Code

Reading Code Is Hard

24 Feb 2019

And what that tells us about “good” vs “bad” code

I don’t think I have to convince anyone that reading code is hard. Often its so hard we throw up our hands and rewrite it. There is a saying that “tech-debt is any code that you didn’t write”. Because reading code is hard.

I don’t think I’m going out on a limb when I say: rewriting shipped-and-working code just because you find it hard to read is absolutely the wrong move. You are actively destroying learned knowledge embedded in that code. Knowledge is value.

Engineers who know that learned knowledge is value document their code. They document code because reading code is hard.

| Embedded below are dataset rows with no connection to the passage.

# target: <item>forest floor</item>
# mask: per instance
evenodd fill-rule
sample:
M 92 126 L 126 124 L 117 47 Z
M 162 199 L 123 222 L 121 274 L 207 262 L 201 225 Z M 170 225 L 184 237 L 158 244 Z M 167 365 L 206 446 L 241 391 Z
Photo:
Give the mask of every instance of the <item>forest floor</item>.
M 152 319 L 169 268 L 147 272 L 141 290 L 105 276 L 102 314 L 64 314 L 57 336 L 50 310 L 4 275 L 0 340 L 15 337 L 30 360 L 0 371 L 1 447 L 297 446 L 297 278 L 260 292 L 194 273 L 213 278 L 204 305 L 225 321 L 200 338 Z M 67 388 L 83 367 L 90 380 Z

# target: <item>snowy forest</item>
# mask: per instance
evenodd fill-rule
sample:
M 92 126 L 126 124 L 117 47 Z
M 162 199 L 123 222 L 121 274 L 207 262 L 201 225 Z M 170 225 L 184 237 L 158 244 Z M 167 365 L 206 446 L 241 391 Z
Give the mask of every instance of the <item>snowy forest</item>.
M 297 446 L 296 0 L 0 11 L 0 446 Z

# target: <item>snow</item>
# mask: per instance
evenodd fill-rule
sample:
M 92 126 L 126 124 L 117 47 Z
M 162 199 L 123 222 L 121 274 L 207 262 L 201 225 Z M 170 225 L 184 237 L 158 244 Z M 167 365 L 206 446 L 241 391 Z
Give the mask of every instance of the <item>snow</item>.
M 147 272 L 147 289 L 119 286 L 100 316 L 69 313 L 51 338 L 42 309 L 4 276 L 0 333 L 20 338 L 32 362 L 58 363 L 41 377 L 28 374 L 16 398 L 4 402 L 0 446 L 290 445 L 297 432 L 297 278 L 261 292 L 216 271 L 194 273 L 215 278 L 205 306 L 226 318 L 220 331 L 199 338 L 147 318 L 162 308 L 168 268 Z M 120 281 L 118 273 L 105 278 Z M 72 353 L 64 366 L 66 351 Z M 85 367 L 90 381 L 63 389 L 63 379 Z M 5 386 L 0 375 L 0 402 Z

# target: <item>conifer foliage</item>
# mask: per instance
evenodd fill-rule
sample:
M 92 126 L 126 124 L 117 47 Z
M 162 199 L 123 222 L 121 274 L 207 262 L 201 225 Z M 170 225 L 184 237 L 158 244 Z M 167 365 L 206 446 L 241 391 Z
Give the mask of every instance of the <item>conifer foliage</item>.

Reading sentences describing why the code does what it does is easy. That is a way to protect your code from being rewritten and discarded—a way to protect the value you’ve created through your learning. When you find yourself learning about why an existing piece of code does what it does, and there isn’t documentation—go ahead and document it. Even without changing code you can add value to it.

I have the good fortune to be volunteering some time helping folks learn to code. I’m coming to a realization that—they actually know how to “code”. Or rather, they know how to think through a problem in its constituent steps. And they can break steps into smaller steps. What they don’t know is “how to speak computer”. The syntax trips them up constantly. And they don’t have a good map of concept—>syntax. This is why reading code is hard. And its why junior engineers out of college have, largely, the same problems. They may be better with syntax purely out of having spent more time with it, comfort, but they still lack a map that translates a concept into syntax. That is something that comes with confidence and experience.

When people say “Good code is eas(ier) to read” they aren’t saying that reading code is hard. They are saying that; this code is probably documented, and this code clearly demonstrates the concept the code is implementing. Bad code obfuscates what is really happening. Good code makes it front and center. Good code plainly states what was learned in order to write it and why it was written.